British artist Tracey Emin was born in the far south of London in 1963. She grew up in the midst of a blooming technicolour age referred to as ‘The Swinging Sixties’. Her adolescent years were characterised by a youth-driven cultural revolution built on modern and self-indulgent ways of thinking.

Emin studied fashion at Medway College of Design in Kent and later also achieved a degree in painting from the Royal College of Art in London. She has, since 2011, been active within academia as a Professor of Drawing at the Royal Academy of Arts. During the late 1980s, Emin became a prominent member of the Young British Artists group patroned by gallerist Charles Saatchi. The collective worked specifically on adding a previously rare commercialist dimension to artistic practice.

Emin cemented her notorious reputation by appearing intoxicated on a live television show about the Turner Prize in 1997. Two years later, the artist herself was nominated for the award for her ingenious work, My Bed (1998).

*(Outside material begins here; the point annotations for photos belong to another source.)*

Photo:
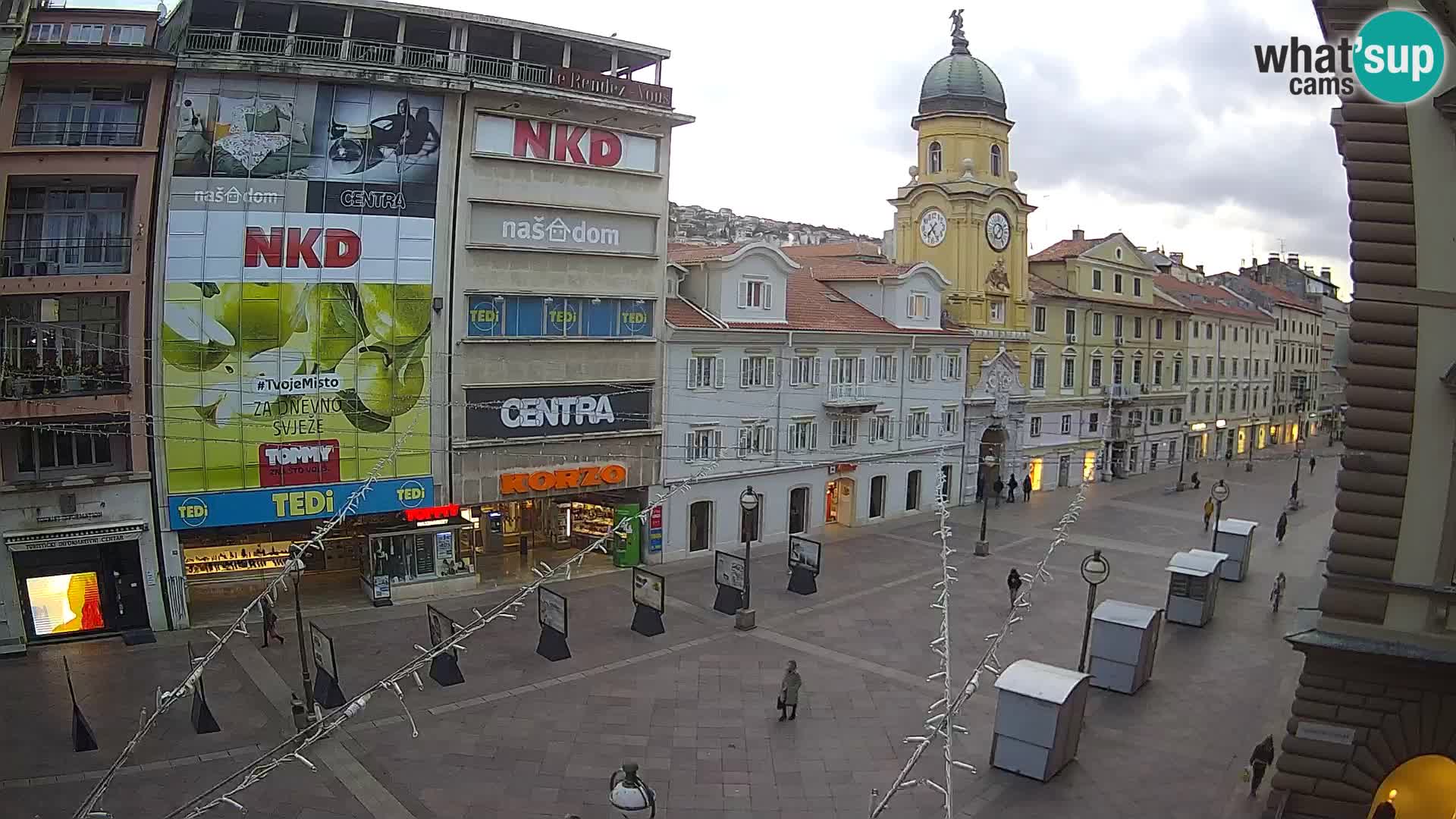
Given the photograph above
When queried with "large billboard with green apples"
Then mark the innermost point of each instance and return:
(299, 290)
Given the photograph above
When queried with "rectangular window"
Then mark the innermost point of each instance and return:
(127, 36)
(46, 33)
(951, 420)
(921, 366)
(919, 305)
(887, 368)
(951, 366)
(705, 372)
(704, 444)
(805, 371)
(918, 423)
(756, 371)
(755, 293)
(85, 34)
(802, 435)
(61, 229)
(881, 428)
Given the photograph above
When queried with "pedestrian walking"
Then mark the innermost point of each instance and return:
(270, 623)
(1014, 585)
(1260, 761)
(789, 692)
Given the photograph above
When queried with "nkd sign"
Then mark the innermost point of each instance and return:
(557, 410)
(566, 143)
(552, 229)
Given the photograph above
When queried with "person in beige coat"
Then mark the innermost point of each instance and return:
(789, 692)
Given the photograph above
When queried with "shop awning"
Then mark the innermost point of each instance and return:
(85, 535)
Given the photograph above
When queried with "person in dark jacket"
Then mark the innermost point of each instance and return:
(1014, 585)
(1261, 758)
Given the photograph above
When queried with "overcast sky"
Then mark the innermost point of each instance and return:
(1134, 115)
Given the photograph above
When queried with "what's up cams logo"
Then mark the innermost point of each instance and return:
(1397, 57)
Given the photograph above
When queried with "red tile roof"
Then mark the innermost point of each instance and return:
(686, 315)
(1066, 248)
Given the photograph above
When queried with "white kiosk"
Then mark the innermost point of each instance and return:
(1237, 541)
(1125, 640)
(1038, 719)
(1193, 586)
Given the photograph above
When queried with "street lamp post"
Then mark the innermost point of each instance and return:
(983, 547)
(748, 502)
(629, 795)
(1220, 493)
(1094, 570)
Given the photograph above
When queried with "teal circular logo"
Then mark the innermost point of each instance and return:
(1400, 57)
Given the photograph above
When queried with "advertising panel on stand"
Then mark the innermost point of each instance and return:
(299, 299)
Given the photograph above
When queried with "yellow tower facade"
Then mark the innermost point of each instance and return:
(962, 209)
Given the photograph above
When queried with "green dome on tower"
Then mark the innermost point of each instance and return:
(960, 83)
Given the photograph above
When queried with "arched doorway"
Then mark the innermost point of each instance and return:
(1423, 787)
(993, 445)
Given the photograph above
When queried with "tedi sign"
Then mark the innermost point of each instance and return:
(1398, 57)
(530, 411)
(570, 143)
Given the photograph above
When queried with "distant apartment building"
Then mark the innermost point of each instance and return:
(80, 134)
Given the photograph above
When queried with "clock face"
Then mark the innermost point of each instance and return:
(998, 231)
(932, 228)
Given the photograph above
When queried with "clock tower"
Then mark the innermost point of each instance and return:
(962, 209)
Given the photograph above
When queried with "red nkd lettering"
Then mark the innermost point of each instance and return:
(297, 246)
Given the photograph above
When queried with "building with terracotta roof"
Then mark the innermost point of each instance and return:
(829, 385)
(1107, 362)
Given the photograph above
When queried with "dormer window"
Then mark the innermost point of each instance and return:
(755, 293)
(919, 306)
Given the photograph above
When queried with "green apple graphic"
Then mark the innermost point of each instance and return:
(332, 314)
(397, 314)
(191, 338)
(259, 315)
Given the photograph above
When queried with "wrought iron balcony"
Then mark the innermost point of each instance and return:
(354, 52)
(64, 256)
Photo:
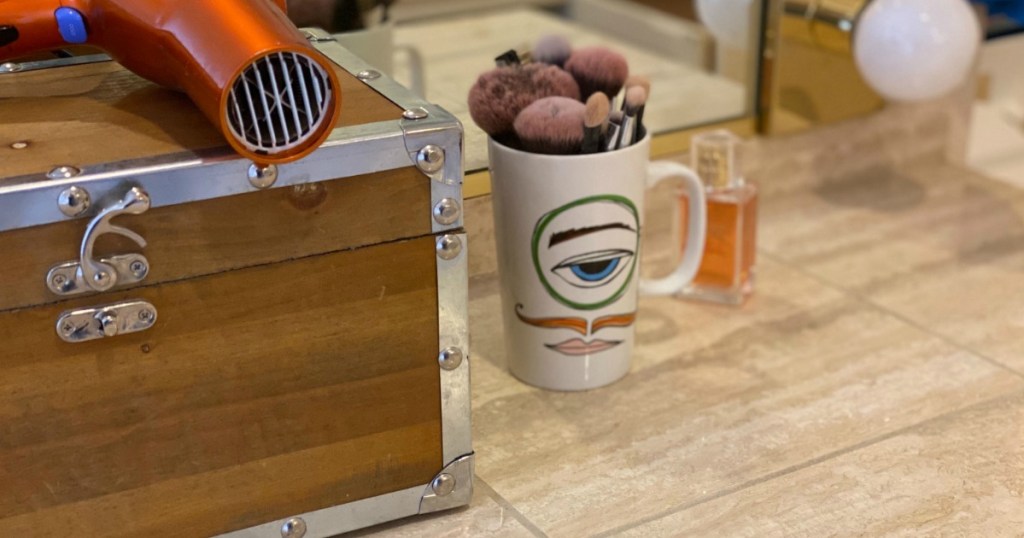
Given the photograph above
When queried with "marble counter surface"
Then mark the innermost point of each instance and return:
(873, 384)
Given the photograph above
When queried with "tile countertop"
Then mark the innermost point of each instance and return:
(873, 385)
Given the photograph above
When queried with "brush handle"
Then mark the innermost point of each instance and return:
(612, 142)
(696, 229)
(628, 132)
(591, 139)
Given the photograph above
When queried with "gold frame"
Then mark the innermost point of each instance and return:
(808, 75)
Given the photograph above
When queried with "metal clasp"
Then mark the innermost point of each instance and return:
(88, 274)
(105, 322)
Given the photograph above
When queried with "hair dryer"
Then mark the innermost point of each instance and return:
(274, 97)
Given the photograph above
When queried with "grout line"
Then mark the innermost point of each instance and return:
(507, 506)
(865, 300)
(809, 463)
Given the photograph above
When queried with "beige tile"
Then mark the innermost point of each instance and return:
(717, 398)
(484, 518)
(957, 476)
(939, 245)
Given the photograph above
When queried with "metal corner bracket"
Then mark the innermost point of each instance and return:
(453, 337)
(453, 487)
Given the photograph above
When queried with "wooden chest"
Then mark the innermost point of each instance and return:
(280, 352)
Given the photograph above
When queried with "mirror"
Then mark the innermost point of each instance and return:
(700, 55)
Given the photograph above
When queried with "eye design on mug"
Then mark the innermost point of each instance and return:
(593, 269)
(591, 245)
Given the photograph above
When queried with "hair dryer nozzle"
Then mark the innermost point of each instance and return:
(280, 106)
(274, 97)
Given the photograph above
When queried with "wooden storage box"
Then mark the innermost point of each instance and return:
(286, 355)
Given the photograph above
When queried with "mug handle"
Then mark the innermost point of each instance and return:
(696, 229)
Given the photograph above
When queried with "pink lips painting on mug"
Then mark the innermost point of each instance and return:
(577, 346)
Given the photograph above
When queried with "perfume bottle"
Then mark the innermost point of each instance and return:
(726, 274)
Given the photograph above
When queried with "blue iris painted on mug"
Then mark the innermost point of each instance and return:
(593, 269)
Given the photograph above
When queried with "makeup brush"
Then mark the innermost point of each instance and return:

Themes of oppression, assault, disorders and abortion soon came to dominate Emin’s creative approach. She frequently incorporates traditional methods, like needlework and appliques, firmly establishing her place within a feminist discourse in art. Emin's work continues to influence female artists who create self-confessional pieces about the female experience through the means of “low art”.

Emin’s outstanding artistry is defined by her innate ability to convey emotion through the process of drawing. Her works on paper are technically accomplished and manifest her devotion to her craft. She is an expressionist whose jagged contours and rapid lines convey our anxiety at being human when confronted with the complexities of life.

Emin’s works on paper portray love, humans, and various types of animals. The birds collection of works includes Bird On A Wing, Self-Portrait as a Small Bird, Sometimes I Feel Lonely But It’s OK, Believe In Extraordinary, Birds, and Foundling and Fledglings. The artist here utilises the symbolic connotations of various bird breeds, featuring sparrows, blue jays, robins and nightingales. Her birds soar high, spreading their wings wide, or to sit quietly and contemplatively on a branch.

These drawn pieces reflect the ever-changing realities humans endure over the course of a life cycle. There are raw sentiments at work here as well as gentle intellect, as Emin embraces and harnesses the most fragile art form of all. This collection is captivating, unsettling, and picturesque at the same time. The illustrations are specially designed to reveal both the unique beauty and the disarray of existence.

Emin’s birds address the confinement of inner life, a necessary introspection, but also the oftentimes laborious solitude that accompanies spiritual journeys. Emin is not only an adept master but also an active participant of her artworks, equipping each piece with humour and vulnerability. She engages directly with notions of modern identity, allowing viewers to enter into a shared exploration of the human social condition. Emin’s birds are mementoes of life inhabited, personal yet universal, sailing, gliding, hovering, fluttering from one day to the next.